Was taugt ein Pedelec in der Stadt?

X Raw Klever Mobility Pedelec

Elektroantrieb im Fahrrad – ist das nicht was für total Faule? Nein, so ein Pedelec bringt einen beim Anfahren schnell auf Tempo und man fließt mit dem Verkehr in der Stadt. Im Alurahmen sitzt ein Akku, in der großen Hinterradnabe verbirgt sich ein Elektromotor. Ansonsten sieht das X Raw mit seinen hydraulischen Scheibenbremsen und den dicken Schlappen (2,4 Zoll breite Reifen) wie ein gewöhnliches Sportrad aus. Doch schon beim ersten Tritt in die Pedale werde ich eines besseren belehrt. Das X Raw schießt nach vorn. Daran muss man sich erst mal gewöhnen. Auf dem LCD-Display am Lenker ist die höchste von drei Stufen der Unterstützung eingestellt. Der Motor hilft mir beim Vorwärtskommen, sobald ich in die Pedalen trete.

E-Bike oder Pedelec?

Bevor ich weiter fahre, noch ein wenig Theorie: Ein Pedelec (Pedal Electric Cycle) unterstützt seinen Nutzer bis auf Tempo 25 km/h und auch nur, wenn er oder sie selber tritt. Wer schneller fahren möchte, benötigt ein S-Pedelec, dass bis 45 km/h unterstützt (benötigt ein Mofa-Kennzeichen). Wer gar nicht treten möchte und den Motor allein arbeiten lassen will, benötigt ein eBike – also ein elektrisches Mofa. Diese Begriffsdefinition wird immer wieder munter vermischt. Auch Anbieter Klever Mobility spricht auf seiner Webseite von E-Bikes. Das mag an der Herkunft liegen, denn das taiwanesische Mutterunternehmen KYMCO (Kwang Yang Motor Corporation) produziert seit 1963 Motorräder und -roller. Unter der Marke Klever Mobility (KYMCO Light Electric Vehicles) werden die (S-)Pedelecs vertrieben. Die europäische Zentrale hat ihren Sitz in Köln.
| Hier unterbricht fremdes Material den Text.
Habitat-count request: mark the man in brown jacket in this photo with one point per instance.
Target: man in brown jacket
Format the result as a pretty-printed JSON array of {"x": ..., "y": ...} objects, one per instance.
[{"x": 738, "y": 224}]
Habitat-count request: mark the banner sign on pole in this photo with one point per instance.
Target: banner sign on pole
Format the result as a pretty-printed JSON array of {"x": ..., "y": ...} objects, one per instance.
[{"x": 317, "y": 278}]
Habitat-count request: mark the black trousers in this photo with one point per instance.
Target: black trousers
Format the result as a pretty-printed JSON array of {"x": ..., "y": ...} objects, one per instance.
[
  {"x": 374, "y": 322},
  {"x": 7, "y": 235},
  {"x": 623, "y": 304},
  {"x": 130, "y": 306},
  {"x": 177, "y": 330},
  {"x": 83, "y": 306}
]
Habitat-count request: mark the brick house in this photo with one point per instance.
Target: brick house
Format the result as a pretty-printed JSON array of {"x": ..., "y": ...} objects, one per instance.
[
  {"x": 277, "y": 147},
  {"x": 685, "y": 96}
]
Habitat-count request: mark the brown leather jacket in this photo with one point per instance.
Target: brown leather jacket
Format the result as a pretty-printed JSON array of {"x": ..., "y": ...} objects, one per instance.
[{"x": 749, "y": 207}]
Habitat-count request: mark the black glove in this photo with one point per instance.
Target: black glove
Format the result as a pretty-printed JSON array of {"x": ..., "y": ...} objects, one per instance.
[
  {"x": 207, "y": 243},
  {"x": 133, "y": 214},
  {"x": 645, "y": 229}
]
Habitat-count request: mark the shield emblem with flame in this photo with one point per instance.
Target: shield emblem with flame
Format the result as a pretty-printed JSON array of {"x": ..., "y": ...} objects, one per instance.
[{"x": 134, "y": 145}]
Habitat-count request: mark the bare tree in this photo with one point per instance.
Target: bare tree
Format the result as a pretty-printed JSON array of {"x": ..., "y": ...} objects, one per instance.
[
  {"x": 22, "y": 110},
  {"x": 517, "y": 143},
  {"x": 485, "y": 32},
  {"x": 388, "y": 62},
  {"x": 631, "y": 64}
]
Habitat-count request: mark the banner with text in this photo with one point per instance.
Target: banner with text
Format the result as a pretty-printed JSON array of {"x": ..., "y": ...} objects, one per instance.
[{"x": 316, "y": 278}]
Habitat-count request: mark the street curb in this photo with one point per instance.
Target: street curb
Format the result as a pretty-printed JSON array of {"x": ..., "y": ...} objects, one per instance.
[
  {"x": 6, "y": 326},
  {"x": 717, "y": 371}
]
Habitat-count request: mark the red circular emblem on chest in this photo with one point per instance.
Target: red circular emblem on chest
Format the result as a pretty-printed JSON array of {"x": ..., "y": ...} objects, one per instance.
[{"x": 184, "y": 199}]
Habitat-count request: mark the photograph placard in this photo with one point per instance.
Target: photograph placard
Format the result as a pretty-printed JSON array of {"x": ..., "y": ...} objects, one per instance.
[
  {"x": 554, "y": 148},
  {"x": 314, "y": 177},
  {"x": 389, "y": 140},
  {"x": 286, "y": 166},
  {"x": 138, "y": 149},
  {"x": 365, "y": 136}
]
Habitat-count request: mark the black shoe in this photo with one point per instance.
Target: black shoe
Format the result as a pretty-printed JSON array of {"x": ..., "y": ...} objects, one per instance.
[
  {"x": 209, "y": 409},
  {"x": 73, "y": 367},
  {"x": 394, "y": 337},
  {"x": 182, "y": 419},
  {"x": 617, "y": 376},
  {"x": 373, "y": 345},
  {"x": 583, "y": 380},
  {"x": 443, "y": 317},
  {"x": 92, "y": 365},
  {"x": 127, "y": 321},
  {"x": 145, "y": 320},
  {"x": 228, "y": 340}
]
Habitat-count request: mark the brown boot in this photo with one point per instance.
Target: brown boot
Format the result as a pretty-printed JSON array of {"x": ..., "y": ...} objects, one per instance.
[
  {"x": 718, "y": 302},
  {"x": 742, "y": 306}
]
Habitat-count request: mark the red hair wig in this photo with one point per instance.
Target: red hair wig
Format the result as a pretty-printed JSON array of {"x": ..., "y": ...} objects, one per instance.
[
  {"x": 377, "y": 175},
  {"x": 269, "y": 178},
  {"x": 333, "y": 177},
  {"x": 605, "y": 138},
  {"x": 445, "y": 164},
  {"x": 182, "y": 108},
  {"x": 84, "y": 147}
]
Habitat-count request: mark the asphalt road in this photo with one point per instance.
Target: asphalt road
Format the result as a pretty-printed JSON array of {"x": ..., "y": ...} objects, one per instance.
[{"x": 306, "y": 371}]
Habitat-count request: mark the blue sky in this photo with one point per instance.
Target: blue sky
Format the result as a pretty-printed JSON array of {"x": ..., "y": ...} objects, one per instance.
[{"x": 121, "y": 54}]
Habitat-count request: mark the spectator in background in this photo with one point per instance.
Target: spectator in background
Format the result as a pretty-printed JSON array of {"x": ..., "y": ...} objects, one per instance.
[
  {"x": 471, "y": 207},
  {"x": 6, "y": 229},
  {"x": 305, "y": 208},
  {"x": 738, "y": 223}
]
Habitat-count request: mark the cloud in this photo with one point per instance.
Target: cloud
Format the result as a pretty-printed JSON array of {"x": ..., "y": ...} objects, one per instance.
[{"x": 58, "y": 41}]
Klever Mobility XRAW Pedelec mit Biactron Hinterradmorot

Daher kommt auch mein Testrad, mit dem ich das Elbufer entlang fahre. Drehmoment- und Trittfrequenzsensoren messen, wie viel Kraft mein Tritt auf die Kette ausübt. Die Steuereinheit kalkuliert daraus, wie stark mich der Motor unterstützt und zwar so, dass ein harmonisches und gleichmäßiges Fahrgefühl entsteht. Während die meisten auf dem Markt erhältlichen Pedelecs den Motor in der Mitte, also an der Kurbel, haben, setzt Klever auf einen Motor im Hinterrad. Den bürstenlosen Gleichstrommotor steckt in einer schwarzen Hülle und hört auf den Namen Biactron. Seine Vorteile: leiser, effizienter und wartungsärmer als ein Mittelmotor soll er sein. Wirklich überprüfen kann ich nur die Geräusche. Der Motor ist im Stadtverkehr nicht zu hören (< 50 dB). Da die Kraft nicht über eine Kette übertragen wird, soll weniger Energie verloren gehen. Der Heckantrieb kann Bewegungsenergie in elektrische Energie umwandeln. Das nennt man Rekuperation. Wenn ich schneller als 35 km/h fahre oder im Leerlauf einen Berg herunter rolle, erzeugt mein Hinterrad wie ein Dynamo Energie.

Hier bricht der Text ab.